Vocation.

I’ve learned a lot about my personality and how I make my decisions. By birth order, I’m the “Eldest Child”. I have an older sister who’s eight years my senior, but if you’ve done any research into birth order and personality, you’ll be know the age difference nullifies my being the middle kid.

Since I’m the “oldest”, I have some interesting character traits and I lean towards the typical “A-type” personality, where responsibility and leadership are most prevalent. As a kid, I was careful not to color outside the lines or disappoint my parents, but I loved being in charge. I loved being the leader, getting good grades, and was an incredibly high achiever in high school.

I’m also a bit of a dreamer and have a tendency for indecisiveness. In college we took the Myers-Briggs personality test and I discovered that I’m a hardcore, text book Feeler. Every decision I make is mostly based off what I’m feeling, as opposed to logic or reason. Of course, as I’ve grown older I’ve taught myself to think more about the decisions I make, but my A-type “oldest” personality and my nomadic Feeling spirit have been at odds my entire life.

In this juncture of my life, it seems this internal battle between my opposing personalities is becoming worse. Since leaving my calling in youth ministry in 2011, I’ve become even more indecisive than usual. On Monday, I’d wake up and think, “I know what I want to be when I grow up! I want to be a marketing consultant!” and I’d spend hours Googling everything about Marketing and Advertising and what I would have to do to pursue such a career. By Thursday, I’d have realized Marketing was not what I wanted to do and move onto the next thing.

My indecisiveness has become a running joke amongst my friends and family and I’ve become notorious for changing my mind at the drop of a hat. I’ve even surprised myself by some of the plans I’ve creatively developed, all in hopes of finding my vocation.

While my lack of direction can be quite humorous, it can also be quite sad. Being a nomad is fun when you know where you’ll eventually end up, but wandering aimlessly through life is no way to spend your days. I’ve craved the constant, steady life of knowing the plan, any plan. Youth ministry was a terrible fit and I struggled through my time in the Lutheran church, but I was at peace with knowing my calling, simply because I felt I had a calling. Since leaving that calling, I’ve become a vagabond of the worst kind.

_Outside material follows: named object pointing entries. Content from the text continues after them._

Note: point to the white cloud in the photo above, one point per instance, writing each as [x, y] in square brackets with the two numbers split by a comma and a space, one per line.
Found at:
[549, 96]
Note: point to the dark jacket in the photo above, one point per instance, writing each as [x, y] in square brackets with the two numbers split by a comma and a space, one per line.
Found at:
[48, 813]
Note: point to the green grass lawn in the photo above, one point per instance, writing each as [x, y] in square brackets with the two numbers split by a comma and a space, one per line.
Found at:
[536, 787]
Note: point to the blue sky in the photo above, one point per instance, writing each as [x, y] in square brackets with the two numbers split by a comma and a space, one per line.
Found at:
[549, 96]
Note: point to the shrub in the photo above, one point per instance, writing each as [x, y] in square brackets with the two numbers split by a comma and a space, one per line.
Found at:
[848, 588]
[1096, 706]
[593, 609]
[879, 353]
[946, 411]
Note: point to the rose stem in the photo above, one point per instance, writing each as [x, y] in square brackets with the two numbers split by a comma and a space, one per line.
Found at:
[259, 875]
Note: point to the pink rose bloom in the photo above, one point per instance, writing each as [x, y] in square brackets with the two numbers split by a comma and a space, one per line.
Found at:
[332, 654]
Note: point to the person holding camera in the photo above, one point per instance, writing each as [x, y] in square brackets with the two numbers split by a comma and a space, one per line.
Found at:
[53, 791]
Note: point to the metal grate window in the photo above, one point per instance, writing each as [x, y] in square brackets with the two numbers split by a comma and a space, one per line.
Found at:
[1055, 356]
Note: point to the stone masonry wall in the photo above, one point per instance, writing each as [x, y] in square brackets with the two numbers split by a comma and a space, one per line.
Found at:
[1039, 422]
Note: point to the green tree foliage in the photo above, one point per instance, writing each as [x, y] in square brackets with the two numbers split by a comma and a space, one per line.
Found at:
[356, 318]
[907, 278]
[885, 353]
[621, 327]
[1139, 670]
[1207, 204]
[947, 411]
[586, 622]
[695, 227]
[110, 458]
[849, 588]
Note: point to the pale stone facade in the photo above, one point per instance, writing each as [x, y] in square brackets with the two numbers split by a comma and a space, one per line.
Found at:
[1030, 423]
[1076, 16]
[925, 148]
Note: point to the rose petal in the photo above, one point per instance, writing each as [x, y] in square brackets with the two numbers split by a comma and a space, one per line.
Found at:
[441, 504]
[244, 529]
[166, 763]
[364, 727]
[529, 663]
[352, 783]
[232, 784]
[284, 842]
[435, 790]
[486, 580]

A few months ago, I stumbled on an article in Relevant Magazine about quitting your job, written by Dan Cumberland, and wandered over to his blog. Dan had made an entire career out of helping people discover their vocation, so I thought I’d take a leap of faith and email him my story. A few days later we were Skyping and began working together.

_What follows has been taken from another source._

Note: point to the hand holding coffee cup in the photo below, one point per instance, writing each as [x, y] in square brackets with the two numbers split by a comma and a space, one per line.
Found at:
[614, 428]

It’s been almost three months since Dan and I first met and slowly God has been opening my eyes to where He’s leading me. I don’t know exactly know what I want to be when I grow up, but I have a hunch it’s back into ministry in some capacity or another. I’ve also made the decision to apply to The Seattle School of Theology & Psychology to learn more about God’s story and how to share it with others.

For the first time in years, my indecisiveness is dissipating and I’m learning more about vocation and God’s plan for my life. Instead of feeling the discomfort of internal struggle, I am learning to be at peace.

“Peace I leave with you; my peace I give you. I do not give to you as the world gives. Do not let your hearts be troubled and do not be afraid.” (John 14:27 NIV).